Nein, nicht Beethoven 9, das wäre zu einfach. Järvi und die Intendantin Ilona Schmiel entschieden sich zur Eröffnung für eine Sinfonie, die nicht nur die akustischen Möglichkeiten des renovierten Saals aufzeigen kann, sondern auch den aktuellen Zustand des Orchesters zu widerspiegeln in der Lage ist: Mahlers dritte Sinfonie, ein Monument von eineinhalb Stunden Dauer, mit dem Luxus eines Frauen- und Knaben-Chors (Zürcher Sing-Akademie und Sängerknaben, beide tadellos), mit einer Altistin als Solistin (Wiebke Lehmkuhl, mit profunder Tiefe und viel ruhiger Ernsthaftigkeit), vor allem aber mit Herausforderungen auf Schritt und Tritt für die exponierten ersten (und nicht selten auch die weiteren) Pulte der Holz- und Blechbläser. Nicht geringere Herausforderungen haben die Paukisten und Perkussionisten und neben der Sologeige auch die Streicher als Ganzes zu bewältigen.

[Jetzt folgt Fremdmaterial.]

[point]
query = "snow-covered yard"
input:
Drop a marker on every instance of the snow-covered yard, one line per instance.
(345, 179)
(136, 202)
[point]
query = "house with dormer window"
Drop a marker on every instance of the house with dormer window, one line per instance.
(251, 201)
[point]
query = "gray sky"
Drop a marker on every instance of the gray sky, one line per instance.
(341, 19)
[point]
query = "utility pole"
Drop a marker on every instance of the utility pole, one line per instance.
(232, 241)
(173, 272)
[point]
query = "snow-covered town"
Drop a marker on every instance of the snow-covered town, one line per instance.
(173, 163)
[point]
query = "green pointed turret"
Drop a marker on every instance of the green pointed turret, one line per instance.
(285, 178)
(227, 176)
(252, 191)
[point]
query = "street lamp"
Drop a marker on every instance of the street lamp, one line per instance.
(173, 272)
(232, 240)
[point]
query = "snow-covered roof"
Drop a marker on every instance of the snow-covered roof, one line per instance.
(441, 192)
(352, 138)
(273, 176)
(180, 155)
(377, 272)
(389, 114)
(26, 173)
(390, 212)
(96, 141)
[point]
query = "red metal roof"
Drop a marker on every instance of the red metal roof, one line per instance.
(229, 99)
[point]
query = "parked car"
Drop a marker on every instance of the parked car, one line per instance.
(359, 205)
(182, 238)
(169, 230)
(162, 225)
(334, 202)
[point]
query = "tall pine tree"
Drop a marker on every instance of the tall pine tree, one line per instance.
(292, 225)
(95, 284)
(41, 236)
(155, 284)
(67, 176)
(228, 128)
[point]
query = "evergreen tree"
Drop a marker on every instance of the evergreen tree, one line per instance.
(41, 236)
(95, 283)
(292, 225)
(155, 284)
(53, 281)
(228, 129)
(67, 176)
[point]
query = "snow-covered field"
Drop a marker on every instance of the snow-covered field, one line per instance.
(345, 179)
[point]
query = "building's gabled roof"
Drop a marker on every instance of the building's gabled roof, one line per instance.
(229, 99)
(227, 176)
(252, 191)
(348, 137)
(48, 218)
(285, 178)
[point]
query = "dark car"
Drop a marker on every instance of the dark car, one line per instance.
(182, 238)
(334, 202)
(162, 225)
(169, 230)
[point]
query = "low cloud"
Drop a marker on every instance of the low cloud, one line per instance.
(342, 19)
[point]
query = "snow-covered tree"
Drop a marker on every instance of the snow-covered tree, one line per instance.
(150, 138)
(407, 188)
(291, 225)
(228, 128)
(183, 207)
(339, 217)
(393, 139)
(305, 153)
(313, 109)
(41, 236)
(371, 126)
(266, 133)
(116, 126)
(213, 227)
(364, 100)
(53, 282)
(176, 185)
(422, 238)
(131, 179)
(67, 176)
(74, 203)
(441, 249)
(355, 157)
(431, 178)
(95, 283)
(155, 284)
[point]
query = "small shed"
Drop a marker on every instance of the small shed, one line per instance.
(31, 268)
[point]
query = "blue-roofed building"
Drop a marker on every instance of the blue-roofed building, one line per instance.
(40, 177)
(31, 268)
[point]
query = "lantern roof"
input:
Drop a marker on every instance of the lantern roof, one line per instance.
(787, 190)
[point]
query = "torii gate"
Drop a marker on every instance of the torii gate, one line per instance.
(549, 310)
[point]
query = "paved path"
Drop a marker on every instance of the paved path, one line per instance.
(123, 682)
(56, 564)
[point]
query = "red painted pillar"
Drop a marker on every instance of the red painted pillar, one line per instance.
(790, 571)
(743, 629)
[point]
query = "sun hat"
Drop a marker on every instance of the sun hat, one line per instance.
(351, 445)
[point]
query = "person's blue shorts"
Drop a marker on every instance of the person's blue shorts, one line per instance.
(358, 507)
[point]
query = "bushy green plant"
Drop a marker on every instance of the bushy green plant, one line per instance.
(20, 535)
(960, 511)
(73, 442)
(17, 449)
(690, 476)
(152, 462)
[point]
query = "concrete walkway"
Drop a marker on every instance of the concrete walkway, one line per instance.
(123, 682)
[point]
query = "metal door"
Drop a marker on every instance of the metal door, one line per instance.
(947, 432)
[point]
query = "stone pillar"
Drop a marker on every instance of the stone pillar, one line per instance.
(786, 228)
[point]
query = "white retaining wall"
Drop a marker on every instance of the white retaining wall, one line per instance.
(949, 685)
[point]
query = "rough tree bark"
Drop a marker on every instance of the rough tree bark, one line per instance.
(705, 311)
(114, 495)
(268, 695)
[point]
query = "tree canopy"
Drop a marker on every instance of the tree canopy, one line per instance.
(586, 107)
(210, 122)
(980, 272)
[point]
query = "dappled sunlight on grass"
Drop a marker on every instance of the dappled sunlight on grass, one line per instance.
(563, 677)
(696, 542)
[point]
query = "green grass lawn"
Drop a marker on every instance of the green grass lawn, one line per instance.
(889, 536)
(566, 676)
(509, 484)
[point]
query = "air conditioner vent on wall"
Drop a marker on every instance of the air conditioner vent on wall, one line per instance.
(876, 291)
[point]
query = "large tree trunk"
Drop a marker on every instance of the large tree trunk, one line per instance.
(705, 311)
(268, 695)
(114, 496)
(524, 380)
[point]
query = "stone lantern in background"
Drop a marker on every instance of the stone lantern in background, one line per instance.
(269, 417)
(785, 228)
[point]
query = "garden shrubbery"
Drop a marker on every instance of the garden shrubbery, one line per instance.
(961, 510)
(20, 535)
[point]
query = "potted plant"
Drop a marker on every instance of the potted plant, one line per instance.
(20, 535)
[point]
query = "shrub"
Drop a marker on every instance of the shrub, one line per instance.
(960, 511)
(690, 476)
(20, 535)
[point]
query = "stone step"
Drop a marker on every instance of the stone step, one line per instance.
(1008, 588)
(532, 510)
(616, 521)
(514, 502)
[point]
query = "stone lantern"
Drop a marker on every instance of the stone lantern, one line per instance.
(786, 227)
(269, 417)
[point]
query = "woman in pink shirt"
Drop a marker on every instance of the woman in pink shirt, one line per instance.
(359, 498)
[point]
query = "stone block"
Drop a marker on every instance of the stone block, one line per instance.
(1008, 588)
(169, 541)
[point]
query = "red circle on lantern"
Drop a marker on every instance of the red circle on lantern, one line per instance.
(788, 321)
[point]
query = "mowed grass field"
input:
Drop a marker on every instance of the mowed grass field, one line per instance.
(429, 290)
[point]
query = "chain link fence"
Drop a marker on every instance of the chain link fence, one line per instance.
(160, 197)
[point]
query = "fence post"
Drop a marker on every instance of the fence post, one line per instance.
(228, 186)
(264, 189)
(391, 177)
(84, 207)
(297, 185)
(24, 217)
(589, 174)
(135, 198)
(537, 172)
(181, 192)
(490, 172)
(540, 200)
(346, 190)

Ein Werk, das nur schlüssig gelingen kann, wenn der Dirigent eine klare Vorstellung von diesem sechs-sätzigen Welten-Entwurf mitbringt. Und damit konnte Paavo Järvi tatsächlich bravourös auftrumpfen. Trumpf-Buur war die Dynamik, sein Nell die Agogik, das Trumpf-As die bewundernswert hohen und auch in schwierigen Lagen enorm zuverlässigen Solisten und Solistinnen in diesem Orchester. Sie war durchaus laut, diese Dritte von Mahler, aber nur – und nur dann – wenn das auch Sinn machte. Und – um es deutlich festzuhalten – die Akustik des Tonhalle-Saals hatte keine Mühe auch ein Fortissimo von 162 Mitwirkenden ohne jegliche klangliche Verfälschungen wiederzugeben.

Aber vor allem war sie leise, diese Mahler-Sinfonie von Paavo Järvi. Schon die einsamen Signale von Posaunen und Trompeten zu Beginn verklingen deutlich früher als man das gewohnt ist. Wenn die Streicher gerade nicht so wichtig sind, dann spielen sie auch so, egal, ob anderswo im Orchester gerade eine der vielen unterschiedlichen Melodielinien, mit denen Mahler so gerne seine sinfonischen Collagen gestaltet, für emotionale Emphase sorgt. Järvi dirigiert keine Tutti-Dynamik, jedes Register hat unter seinen Händen seine eigene Lautstärke-Agenda, die er auch mal unaufgeregt dezent einfordert. Das ist wach und klar, das hat System, und Järvi hat die Musiker auf seiner Seite – nicht nur die Mehrheit, sondern alle bis auf den letzten Platz der 15 ersten Geigen oder acht Kontrabässe.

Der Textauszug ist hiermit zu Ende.